Time Series Analysis
about
Welcome to Time Series Analysis for Environmental Sciences (71606) at the Hebrew University of Jerusalem. This is Yair Mau, your host for today. I am a senior lecturer at the Institute of Environmental Sciences, at the Faculty of Agriculture, Food and Environment, in Rehovot, Israel.
This website contains (almost) all the material you’ll need for the course. If you find any mistakes, or have any comments, please email me.
disclaimer
does not
constitute a stand alone course in Time Series Analysis. This is only the support material for the actual presential course I give.
what, who, when and where?
syllabus
course description
Data analysis of time series, with practical examples from environmental sciences.
course aims
This course aims at giving the students a broad overview of the main steps involved in the analysis of time series: data management, data wrangling, visualization, analysis, and forecast. The course will provide a hands-on approach, where students will actively engage with real-life datasets from the field of environmental science.
learning outcomes
On successful completion of this module,students should be able to:
- Explore a time-series dataset, while formulating interesting questions.
- Choose the appropriate tools to attack the problem and answer the questions.
- Communicate their findings and the methods they used to achieve them, using graphs, statistics, text, and a well-documented code.
course content
- Data wrangling: organization, cleaning, merging, filling gaps, excluding outliers, smoothing, resampling.

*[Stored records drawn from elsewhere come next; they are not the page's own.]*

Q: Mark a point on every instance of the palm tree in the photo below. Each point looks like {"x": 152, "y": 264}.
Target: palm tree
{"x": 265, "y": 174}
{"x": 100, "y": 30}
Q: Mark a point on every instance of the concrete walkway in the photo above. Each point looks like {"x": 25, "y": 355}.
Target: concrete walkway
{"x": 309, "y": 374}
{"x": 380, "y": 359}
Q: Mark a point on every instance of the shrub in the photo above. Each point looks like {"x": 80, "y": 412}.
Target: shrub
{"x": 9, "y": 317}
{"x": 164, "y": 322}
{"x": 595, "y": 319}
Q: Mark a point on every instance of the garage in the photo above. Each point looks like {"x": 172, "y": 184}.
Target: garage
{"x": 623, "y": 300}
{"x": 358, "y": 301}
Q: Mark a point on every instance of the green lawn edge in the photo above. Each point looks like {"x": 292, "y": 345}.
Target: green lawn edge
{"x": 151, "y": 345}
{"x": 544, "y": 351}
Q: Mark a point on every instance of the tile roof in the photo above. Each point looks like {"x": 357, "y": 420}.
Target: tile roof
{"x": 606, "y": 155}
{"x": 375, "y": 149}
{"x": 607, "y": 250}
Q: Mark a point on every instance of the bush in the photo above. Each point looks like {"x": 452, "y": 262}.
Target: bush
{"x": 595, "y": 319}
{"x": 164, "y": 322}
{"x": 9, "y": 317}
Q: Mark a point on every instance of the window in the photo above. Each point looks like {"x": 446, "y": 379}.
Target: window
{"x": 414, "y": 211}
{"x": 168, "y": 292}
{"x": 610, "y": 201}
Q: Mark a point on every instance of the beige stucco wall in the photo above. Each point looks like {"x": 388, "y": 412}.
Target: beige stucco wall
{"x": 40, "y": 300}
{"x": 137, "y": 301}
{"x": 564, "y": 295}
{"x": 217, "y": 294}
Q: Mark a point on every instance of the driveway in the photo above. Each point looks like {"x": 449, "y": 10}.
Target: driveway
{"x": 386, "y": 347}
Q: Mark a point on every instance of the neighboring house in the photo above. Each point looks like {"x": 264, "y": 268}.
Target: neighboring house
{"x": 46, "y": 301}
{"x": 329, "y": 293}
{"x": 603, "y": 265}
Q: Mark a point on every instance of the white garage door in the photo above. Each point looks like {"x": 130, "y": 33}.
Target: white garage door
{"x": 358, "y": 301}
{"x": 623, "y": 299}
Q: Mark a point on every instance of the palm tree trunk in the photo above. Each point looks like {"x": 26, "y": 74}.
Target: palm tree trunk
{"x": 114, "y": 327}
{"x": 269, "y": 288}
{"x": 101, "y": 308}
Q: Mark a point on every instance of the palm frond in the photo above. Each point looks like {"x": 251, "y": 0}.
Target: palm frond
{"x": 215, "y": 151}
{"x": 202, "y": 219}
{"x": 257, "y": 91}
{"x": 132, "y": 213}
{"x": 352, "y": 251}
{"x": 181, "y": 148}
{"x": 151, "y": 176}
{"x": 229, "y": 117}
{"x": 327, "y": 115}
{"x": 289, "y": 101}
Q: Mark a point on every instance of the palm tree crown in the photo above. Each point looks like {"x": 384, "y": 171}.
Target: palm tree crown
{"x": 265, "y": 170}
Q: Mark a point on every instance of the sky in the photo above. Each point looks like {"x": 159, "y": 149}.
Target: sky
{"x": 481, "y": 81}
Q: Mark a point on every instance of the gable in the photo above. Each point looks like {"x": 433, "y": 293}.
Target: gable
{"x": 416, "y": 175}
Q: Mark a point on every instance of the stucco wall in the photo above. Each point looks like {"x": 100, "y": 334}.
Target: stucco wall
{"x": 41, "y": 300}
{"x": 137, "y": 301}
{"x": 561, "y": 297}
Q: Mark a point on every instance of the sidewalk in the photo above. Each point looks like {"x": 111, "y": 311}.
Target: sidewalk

- Visualization: best practices for graph making using leading python libraries.
- Analysis: stationarity, seasonality, (auto)correlations, lags, derivatives, spectral analysis.
- Forecast: ARIMA
- Data management: how to plan ahead and best organize large quantities of data. If there is enough time, we will build a simple time-series database.
books and other sources
course evaluation
There will be 2 projects during the semester (each worth 25% of the final grade), and one final project (50%).
weekly program
week 1
- Lecture: Course overview, setting of expectations. Introduction, basic concepts, continuous vs discrete time series, sampling, aliasing
- Exercise: Loading csv file into python, basic time series manipulation with pandas and plotting
week 2
- Lecture: Filling gaps, removing outliers
- Exercise: Practice the same topics learned during the lecture. Data: air temperature and relative humidity
week 3
- Lecture: Interpolation, resampling, binning statistics
- Exercise: Practice the same topics learned during the lecture. Data: air temperature and relative humidity, precipitation
week 4
- Lecture: Time series plotting: best practices. Dos and don’ts and maybes
- Exercise: Practice with Seaborn, Plotly, Pandas, Matplotlib
Basic data wrangling, using real data (temperature, relative humidity, precipitation) downloaded from USGS. 25% of the final grade
week 5
- Lecture: Smoothing, running averages, convolution
- Exercise: Practice the same topics learned during the lecture. Data: sap flow, evapotranspiration
week 6
- Lecture: Strong and weak stationarity, stochastic processes, auto-correlation
- Exercise: Practice the same topics learned during the lecture. Data: temperature and wind speed
week 7
- Lecture: Correlation between signals. Pearson correlation, time-lagged cross-correlations, dynamic time warping
- Exercise: Practice the same topics learned during the lecture. Data: temperature, solar radiation, relative humidity, soil moisture, evapotranspiration
week 8
Same as lecture 7 above
week 9
- Lecture: Download data from repositories, using API, merging, documentation
- Exercise: Download data from USGS, NOAA, Fluxnet, Israel Meteorological Service
Students will study a Fluxnet site of their choosing. How do gas fluxes (CO2, H2O) depend on environmental conditions? 25% of the final grade
week 10
- Lecture: Fourier decomposition, filtering, Nyquist–Shannon sampling theorem
- Exercise: Practice the same topics learned during the lecture. Data: dendrometer data
week 11
- Lecture: Seasonality, seasonal decomposition (trend, seasonal, residue), Hilbert transform
- Exercise: Practice the same topics learned during the lecture. Data: monthly atmospheric CO2 concentration, hourly air temperature
week 12
- Lecture: Derivatives, differencing
- Exercise: Practice the same topics learned during the lecture. Data: dendrometer data
week 13
- Lecture: Forecasting. ARIMA
- Exercise: Practice the same topics learned during the lecture. Data: vegetation variables (sap flow, ET, DBH, etc)
Final Project
In consultation with the lecturer, students will ask a specific scientific question about a site of their choosing (from NOAA, USGS, Fluxnet), and answer it using the tools learned during the semester. The report will be written in Jupyter Notebook, combining in one document all the calculations, documentation, figures, analysis, and discussion. 50% of the final grade.